Frédéric Guzy, directeur général du réseau d’entreprises dédié aux RH, prône une nouvelle approche du dialogue social.
*Quels ont été les leviers de la rénovation du dialogue social en France ?
A l’origine, le modèle de « flexisécurité » au coeur des ordonnances Macron, visait à assouplir les modalités de contractualisation : temps de travail, salaires, réduction des effectifs… et à fondre, dans une instance unique, les différentes instances représentatives du personnel.L’objectif étant d’avoir un dialogue social à la carte, davantage orienté sur les performances de l’entreprise et le partage des enjeux.
La loi Avenir de 2018 a réformé la formation professionnelle : réorientation des financements, accent mis sur les compétences et l’accompagnement des salariés des petites entreprises, rénovation du compte personnel de formation (CPF)…pour permettre de contrebalancer une potentielle insécurité en termes d’emploi, en permettant aux salariés de rebondir plus facilement.
*Quel bilan ? Le problème est que l’assurance chômage est un élément essentiel dans l’équilibre du système: or la dernière réforme en la matière suscite inquiétude, sentiment d’insécurité et peur du déclassement que la prochaine réforme des retraites risque d’accentuer.En dépit d’avancées intéressantes, le modèle de flexisécurité est avant tout perçu comme un modèle de flexibilité.
La mise en place des CSE n’a pas totalement produit les effets escomptés: certaines entreprises ont cherché à optimiser les moyens des instances, et les syndicats, préoccupés par la baisse du nombre d’élus ont tenté de reproduire l’ancien système: il y a cependant un fort enjeu de renouvellement des effectifs lié à une pyramide des âges vieillissante.

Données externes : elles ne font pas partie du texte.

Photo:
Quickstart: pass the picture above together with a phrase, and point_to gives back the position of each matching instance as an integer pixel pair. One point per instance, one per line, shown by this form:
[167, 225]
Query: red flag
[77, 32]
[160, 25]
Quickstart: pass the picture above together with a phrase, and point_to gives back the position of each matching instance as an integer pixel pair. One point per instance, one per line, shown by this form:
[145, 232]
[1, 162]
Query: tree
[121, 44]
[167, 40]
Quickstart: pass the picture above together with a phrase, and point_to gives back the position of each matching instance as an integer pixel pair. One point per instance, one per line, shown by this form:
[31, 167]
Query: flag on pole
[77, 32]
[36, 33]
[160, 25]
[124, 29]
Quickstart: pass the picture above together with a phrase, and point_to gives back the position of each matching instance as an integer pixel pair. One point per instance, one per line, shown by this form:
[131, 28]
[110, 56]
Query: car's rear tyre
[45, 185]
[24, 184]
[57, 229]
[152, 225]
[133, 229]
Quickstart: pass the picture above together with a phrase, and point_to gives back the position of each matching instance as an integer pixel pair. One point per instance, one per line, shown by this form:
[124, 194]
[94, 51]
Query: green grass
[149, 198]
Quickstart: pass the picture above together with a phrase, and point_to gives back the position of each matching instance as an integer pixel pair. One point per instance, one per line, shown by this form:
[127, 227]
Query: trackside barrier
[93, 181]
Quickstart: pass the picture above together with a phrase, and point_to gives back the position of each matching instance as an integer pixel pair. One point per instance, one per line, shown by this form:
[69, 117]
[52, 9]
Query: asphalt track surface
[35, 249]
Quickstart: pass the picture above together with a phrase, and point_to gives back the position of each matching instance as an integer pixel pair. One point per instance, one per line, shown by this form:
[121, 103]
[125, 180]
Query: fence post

*La nouvelle organisation du dialogue social est-elle adaptée à la situation ? Le modèle d’une grande entreprise où tout est régulé par les instances du personnel, avec des syndicats politisées et à fortes audiences s’est éteint et les syndicats ne représentent plus autant les travailleurs. Par ailleurs, le rapport au travail et à l’entreprise a changé: les salariés ont d’autres engagements et centres d’intérêt en se centrant sur des enjeux sociétaux. Le lien à l’entreprise devient également plus ponctuel: changement d’employeur et de statut, développement des plates-formes et multiplication des travailleurs indépendants…
*Quelles préconisations ?
*Le dialogue social ne doit plus être mené uniquement au niveau de l’entreprise, mais avec tous les acteurs à l’échelle du territoire pour rassembler des représentants des salariés – donneurs d’ordre et sous-traitants –, des collectifs d’auto-entrepreneurs, associations, instances politiques régionales… Si certains sujets doivent être négociés en interne, d’autres doivent l’être dans des collectifs plus larges: conditions de travail et organisation sur un même site avec des travailleurs de statuts différents. Emploi et compétences pourraient être abordés au niveau du bassin d’emploi.
*Le principal enjeu est de revaloriser l’intérêt de la régulation et du dialogue social: les syndicats devraient nouer des partenariats avec les autres collectifs de travailleurs et les DRH ne doivent pas mettre en concurrence ces différents collectifs qui sont complémentaires. Direction générale et management doivent être convaincus que le dialogue social débouche sur du concret et qu’il est utile d’avoir des interlocuteurs pour discuter de performance.
*Les DRH doivent travailler sur le maintien des compétences et de l’engagement de tous les travailleurs intervenants pour l’entreprise.